By 1914, Walla Walla had a population of 23,000 and was promoted as the Garden City with “…more bicycles, more pianos, more flowers, and more pretty girls than any other city in the Pacific Northwest.” It was also the principal city in one of the region’s richest farming areas. Not only was Walla Walla County home to the Blalock Fruit Company, whose lands had grown to include 1,600 acres of fruit trees, but it also contained more than 4,000 acres of dry-land wheat farms. Blalock was joined in the fruit business by the 500-acre Baker-Langdon Orchard, which was shipping 10,000 boxes of apples annually by 1913; the Dayton, Washington, J.L. Dumas Pomona Ranch, which was named for the Goddess of Fruit, the Walla Walla Produce Company; and the Valley Fruit Company. Valley Fruit was managed by Frank Shields, who later relocated to Yakima, Washington, where, among other endeavors, he published Appleland News, an ancestor of today’s Good Fruit Grower. While at Valley Fruit, Shields marketed fruit under the Valley label, which featured a girl believed to be a rendering of Frank Shields’s sister.
The peak of the Walla Walla County fruit industry came in the 1920s when there were over 3,000 acres of apple orchards in production (mostly in Rome Beauties and Jonathans) and annual shipments to eastern markets reached over 1,500 carloads. However, the Great Depression of the early 1930s resulted in declining prices at the same time as an unusually large proliferation of insects in the area required ever more expensive sprays to control. The Walla Walla apple orchards were dramatically reduced in size. For example, the Baker-Langdon Company, which had advertised itself as having “…the largest apple orchard in the world,” eventually turned that entire acreage into one huge asparagus field.

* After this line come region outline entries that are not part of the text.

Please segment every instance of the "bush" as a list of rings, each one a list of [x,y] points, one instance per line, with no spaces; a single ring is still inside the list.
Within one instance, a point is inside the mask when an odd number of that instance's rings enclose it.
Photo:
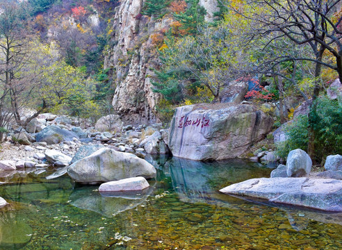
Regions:
[[[309,119],[306,115],[298,116],[293,122],[284,128],[288,140],[277,143],[277,155],[285,158],[288,153],[295,149],[307,151],[309,142]]]

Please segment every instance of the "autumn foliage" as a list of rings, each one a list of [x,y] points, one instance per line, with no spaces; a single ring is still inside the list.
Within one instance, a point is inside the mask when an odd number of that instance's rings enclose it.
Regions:
[[[83,7],[79,6],[79,7],[75,7],[75,8],[72,8],[72,12],[73,16],[76,19],[78,19],[78,18],[84,17],[84,15],[87,12],[87,10],[86,10]]]

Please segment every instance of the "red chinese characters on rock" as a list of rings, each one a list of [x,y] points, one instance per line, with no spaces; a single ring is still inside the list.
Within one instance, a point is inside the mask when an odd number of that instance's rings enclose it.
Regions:
[[[201,125],[201,128],[209,126],[210,120],[209,119],[206,119],[205,117],[201,118],[194,118],[193,120],[189,119],[189,117],[186,117],[184,121],[185,116],[181,117],[179,120],[179,124],[178,125],[178,128],[185,128],[188,126],[199,126]],[[196,120],[195,119],[196,119]]]

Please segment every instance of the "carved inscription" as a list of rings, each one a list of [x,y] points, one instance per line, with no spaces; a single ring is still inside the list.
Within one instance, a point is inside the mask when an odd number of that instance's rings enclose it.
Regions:
[[[210,120],[209,119],[206,119],[205,117],[203,118],[191,118],[186,117],[185,119],[185,116],[183,116],[181,117],[177,117],[177,120],[179,120],[179,124],[178,124],[178,128],[185,128],[188,126],[199,126],[200,125],[201,126],[201,128],[205,127],[205,126],[209,126],[209,122]]]

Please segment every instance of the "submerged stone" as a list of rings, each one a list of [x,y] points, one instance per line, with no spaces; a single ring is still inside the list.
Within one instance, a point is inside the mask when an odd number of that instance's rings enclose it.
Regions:
[[[271,129],[272,118],[253,106],[196,104],[176,108],[168,147],[174,156],[195,160],[236,158]]]

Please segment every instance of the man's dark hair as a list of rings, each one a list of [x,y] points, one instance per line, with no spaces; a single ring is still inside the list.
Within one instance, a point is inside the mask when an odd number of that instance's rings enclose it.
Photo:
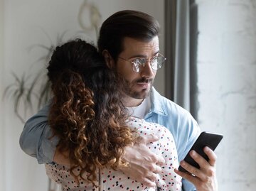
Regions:
[[[159,23],[152,16],[137,11],[121,11],[105,20],[100,28],[97,42],[100,53],[107,50],[116,60],[123,50],[123,41],[129,37],[149,41],[159,32]]]

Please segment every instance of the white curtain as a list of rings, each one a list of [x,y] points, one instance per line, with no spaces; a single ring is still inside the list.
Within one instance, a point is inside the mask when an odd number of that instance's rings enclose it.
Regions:
[[[196,5],[166,1],[166,94],[196,118]]]

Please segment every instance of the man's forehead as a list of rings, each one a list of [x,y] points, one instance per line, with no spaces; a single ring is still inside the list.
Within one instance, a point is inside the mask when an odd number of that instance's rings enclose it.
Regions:
[[[125,37],[123,40],[122,52],[144,52],[154,51],[157,53],[159,50],[159,40],[158,36],[154,37],[149,40]]]

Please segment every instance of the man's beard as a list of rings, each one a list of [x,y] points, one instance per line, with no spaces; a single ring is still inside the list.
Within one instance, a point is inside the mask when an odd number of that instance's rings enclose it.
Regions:
[[[119,82],[121,82],[121,88],[122,92],[126,95],[129,96],[130,97],[142,99],[147,97],[150,92],[152,89],[154,79],[146,79],[144,77],[142,77],[139,80],[137,80],[135,81],[129,82],[128,80],[122,78],[122,80],[119,77]],[[148,83],[149,82],[149,88],[144,89],[141,91],[136,91],[133,89],[133,87],[136,85],[137,83]]]

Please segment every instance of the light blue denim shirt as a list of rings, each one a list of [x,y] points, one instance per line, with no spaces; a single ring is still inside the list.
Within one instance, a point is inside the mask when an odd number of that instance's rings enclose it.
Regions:
[[[152,88],[151,97],[152,105],[145,120],[163,125],[171,132],[177,147],[178,161],[181,161],[199,136],[198,125],[188,111],[160,95],[154,88]],[[56,137],[49,139],[52,135],[48,124],[49,104],[26,121],[20,137],[22,150],[36,158],[40,164],[53,162],[58,141]],[[183,180],[183,190],[196,189],[188,181]]]

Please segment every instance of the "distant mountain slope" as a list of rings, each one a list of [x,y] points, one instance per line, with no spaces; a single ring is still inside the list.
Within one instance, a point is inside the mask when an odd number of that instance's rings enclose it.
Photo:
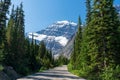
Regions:
[[[58,51],[61,51],[62,48],[66,46],[68,41],[76,33],[76,30],[77,24],[74,22],[57,21],[44,30],[27,33],[27,36],[29,39],[32,39],[33,35],[38,43],[44,41],[46,47],[51,49],[54,54],[57,54]]]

Prunes required less care and they fared better. Despite ups and downs, the commercial prune industry remained most viable of the historic fruit-growing businesses in Walla Walla County into the mid-1950s when the final blow to the region’s fruit industry is believed to have been a snowfall on November 11, 1955. It had been a mild fall, and the area’s fruit trees were still in full green leaf. By November 13, the thermometer had dropped to nine degrees below zero Fahrenheit. The remaining apple, prune, cherry, and other orchards—some 75 years old—were wiped out, and the Walla Walla fruit industry never recovered on the large scale it had once been. By 1977, there were less than 100 acres of commercial fruit orchard remaining in the former fruit-growing areas of the Walla Walla Valley. Projects drawing water off the Snake River in northern Walla Walla County opened land there for new large plantings of apples beginning in 1979, but the old Walla Walla orchards transitioned into the home of the now-famous Walla Walla sweet onions and wineries. Walla Walla County’s significant role in the beginnings of the commercial fruit industry in the Pacific Northwest lives on only in the extant fruit labels from that region.